For instance, the third row changes every 2^2 = 4 cycles. Hence, the 3rd position (starting from 0) contributes 4 to the binary representation.
• Why do modern computers only use 64 bits? Can't they use as many bits as they want? Since more bits give more precise calculations.
• Hello!
This subject gets pretty deep, but it boils down to bit and computer architecture. 64 bits is 8^2 so 8 bytes, and as we learned a few lessons ago computers these days only work in chunks of bytes. Then most computers don't need more then 64 bits because it would be overkill unless we were in a professional setting where calculations needed to be exact.

• I didn't understand how floating point representation number like 0.375 in wrtten in binary.It's getting very confusing for me!
Somebody help me out..
• There are 3 parts of a floating-point representation (using the IEEE-754 standard). The first bit is used to determine the sign of the number, 0 is positive and 1 is negative. The next section is the exponent of the number represented in scientific form with an added bias. The final section of the representation is the mantissa of the number in scientific form after dropping the leading 1.

Suppose we want to convert 0.375 to its floating-point representation.

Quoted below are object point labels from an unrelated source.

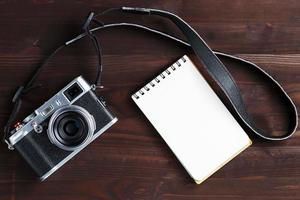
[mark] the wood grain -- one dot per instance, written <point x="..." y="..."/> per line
<point x="131" y="161"/>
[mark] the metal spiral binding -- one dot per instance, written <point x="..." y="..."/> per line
<point x="159" y="78"/>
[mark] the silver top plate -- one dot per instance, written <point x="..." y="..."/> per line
<point x="48" y="108"/>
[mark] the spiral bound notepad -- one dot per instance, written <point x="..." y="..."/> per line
<point x="191" y="119"/>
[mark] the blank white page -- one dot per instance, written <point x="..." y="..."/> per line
<point x="191" y="119"/>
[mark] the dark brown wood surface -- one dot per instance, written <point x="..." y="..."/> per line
<point x="131" y="161"/>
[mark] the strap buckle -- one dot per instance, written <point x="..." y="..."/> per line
<point x="18" y="94"/>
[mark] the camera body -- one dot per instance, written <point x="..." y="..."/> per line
<point x="61" y="128"/>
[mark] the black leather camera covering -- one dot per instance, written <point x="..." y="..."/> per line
<point x="41" y="154"/>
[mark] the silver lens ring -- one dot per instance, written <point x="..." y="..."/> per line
<point x="89" y="119"/>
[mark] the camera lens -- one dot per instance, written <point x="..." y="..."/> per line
<point x="71" y="127"/>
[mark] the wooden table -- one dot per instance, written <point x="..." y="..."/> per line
<point x="131" y="161"/>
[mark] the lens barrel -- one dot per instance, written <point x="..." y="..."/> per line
<point x="71" y="127"/>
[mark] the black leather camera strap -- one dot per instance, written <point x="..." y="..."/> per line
<point x="210" y="60"/>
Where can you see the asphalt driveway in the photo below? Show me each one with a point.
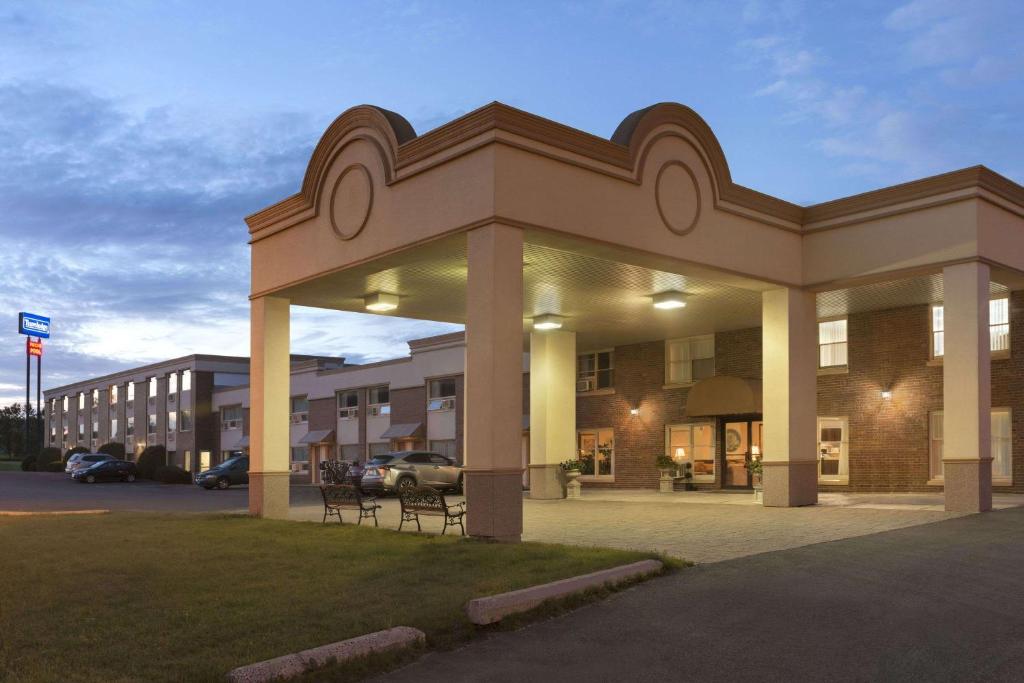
(934, 602)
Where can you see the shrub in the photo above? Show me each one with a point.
(153, 458)
(47, 456)
(171, 474)
(75, 451)
(115, 449)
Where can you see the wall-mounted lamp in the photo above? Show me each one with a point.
(669, 300)
(380, 302)
(548, 322)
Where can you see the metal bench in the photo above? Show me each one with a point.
(430, 502)
(334, 471)
(346, 497)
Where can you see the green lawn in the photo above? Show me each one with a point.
(146, 597)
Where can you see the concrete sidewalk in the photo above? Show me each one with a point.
(933, 602)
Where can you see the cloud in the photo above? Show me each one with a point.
(127, 229)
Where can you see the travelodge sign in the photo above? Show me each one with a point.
(34, 326)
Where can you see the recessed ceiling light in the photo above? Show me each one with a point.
(668, 300)
(548, 322)
(380, 302)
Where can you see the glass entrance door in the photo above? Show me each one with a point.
(740, 439)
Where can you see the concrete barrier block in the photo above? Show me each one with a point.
(297, 664)
(494, 608)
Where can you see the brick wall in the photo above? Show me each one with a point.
(888, 439)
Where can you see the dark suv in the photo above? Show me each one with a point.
(231, 471)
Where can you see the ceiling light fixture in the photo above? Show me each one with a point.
(548, 322)
(669, 300)
(380, 302)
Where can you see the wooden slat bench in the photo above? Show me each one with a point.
(430, 502)
(346, 497)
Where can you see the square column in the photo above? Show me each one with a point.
(790, 397)
(967, 451)
(552, 410)
(494, 383)
(269, 380)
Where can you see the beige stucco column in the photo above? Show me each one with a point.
(790, 352)
(552, 410)
(268, 391)
(494, 383)
(967, 459)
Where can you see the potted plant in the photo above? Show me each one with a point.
(687, 476)
(667, 466)
(756, 468)
(571, 470)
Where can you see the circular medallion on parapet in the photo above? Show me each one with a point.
(351, 200)
(678, 197)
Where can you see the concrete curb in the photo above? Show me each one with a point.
(33, 513)
(297, 664)
(495, 607)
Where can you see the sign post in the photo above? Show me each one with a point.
(32, 325)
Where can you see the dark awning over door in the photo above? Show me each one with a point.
(724, 395)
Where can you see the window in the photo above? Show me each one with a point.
(379, 400)
(832, 343)
(1001, 445)
(300, 459)
(689, 359)
(300, 410)
(597, 453)
(443, 446)
(441, 394)
(230, 417)
(694, 443)
(834, 442)
(348, 404)
(595, 371)
(998, 328)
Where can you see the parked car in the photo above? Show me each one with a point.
(105, 470)
(231, 471)
(83, 460)
(393, 471)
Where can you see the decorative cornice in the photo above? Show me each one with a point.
(623, 157)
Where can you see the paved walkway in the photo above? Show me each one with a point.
(701, 527)
(932, 602)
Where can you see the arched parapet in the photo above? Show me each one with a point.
(383, 130)
(642, 130)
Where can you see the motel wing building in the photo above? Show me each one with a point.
(865, 339)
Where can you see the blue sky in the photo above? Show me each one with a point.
(134, 136)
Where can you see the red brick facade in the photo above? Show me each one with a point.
(888, 438)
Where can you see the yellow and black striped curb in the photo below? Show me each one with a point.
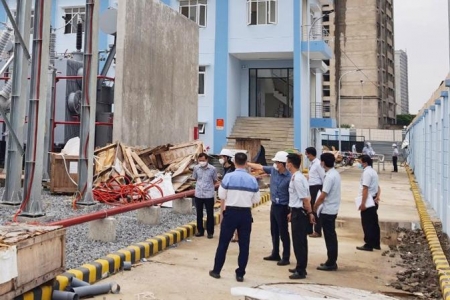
(437, 254)
(112, 263)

0.375 = 0.011 = 1.1 * 2^(-2)

sign bit = 0 since 0.375 is positive

exponent = bias + original exponent = 1023 + (-2) = 1021 = 01111111101

mantissa = number after the leading 1 = 1000000000000000000000000000000000000000000000000000

floating-point representation = sign bit, exponent, mantissa = 0011111111011000000000000000000000000000000000000000000000000000

(In this example, the floating-point representation is in double precision format.)
• shouldn't max value be 32 because 0 is redundant? If there are 5 bits to store a value plus one more to store a sign, that would mean there would be both a +0 and a -0. If we shifted the positive binary values so that zero isnt redundant (0 00001 = -1, 0 00000 = 0, 1 00000 = 1, 1 00001 = 2, etc.), then wouldnt the possible range of integers be from -31 to 32?
• Nice observation as this is what has been done in practice! However, one small modification is that a 6-bit number often ranges from -32 to 31. This is because negative numbers have a 1 as the sign bit instead of 0 in your example. One reason to use this convention is to keep consistency.
Adding 1 should increasing the value of a number.

In your scheme, if I do
(-1) + 1 --> 0 00001 + 1
I should somehow get 0 00000 out of it.

A more natural way is to use a 1 as the sign bit so (-1) becomes
1 11111 + 1 --> 0 00000

Hope this helps!
• Why Doesn't an 8-bit calculator experience round off error to the same degree as a 64-bit computer might? If I'm understanding, any number higher than 127 should cause it to overflow. What am I missing?
• Your computer being a 64-bit machine doesn't really have anything to do with the number format, rather it describes its ability to store computational values. So a 64-bit system is more powerful than a 32-bit or 8-bit system because it can work with more values at once.

Numbers are stored at a particular location and can take up space independent from your computational power, the same way a computer game can take up 60gb even though you're running a 64bit system.

Roundoff errors depend on how the system implements numbers, so if a system gives a floating-point number 32 bit it'll be less precise if a system stores the number in a 64bit space.

• "9,007,199,254,740,992 is equivalent to 2^52 - 1"

Shouldn't it be odd then? Actually, JS pow function says that 2^53 = 9,007,199,254,740,992.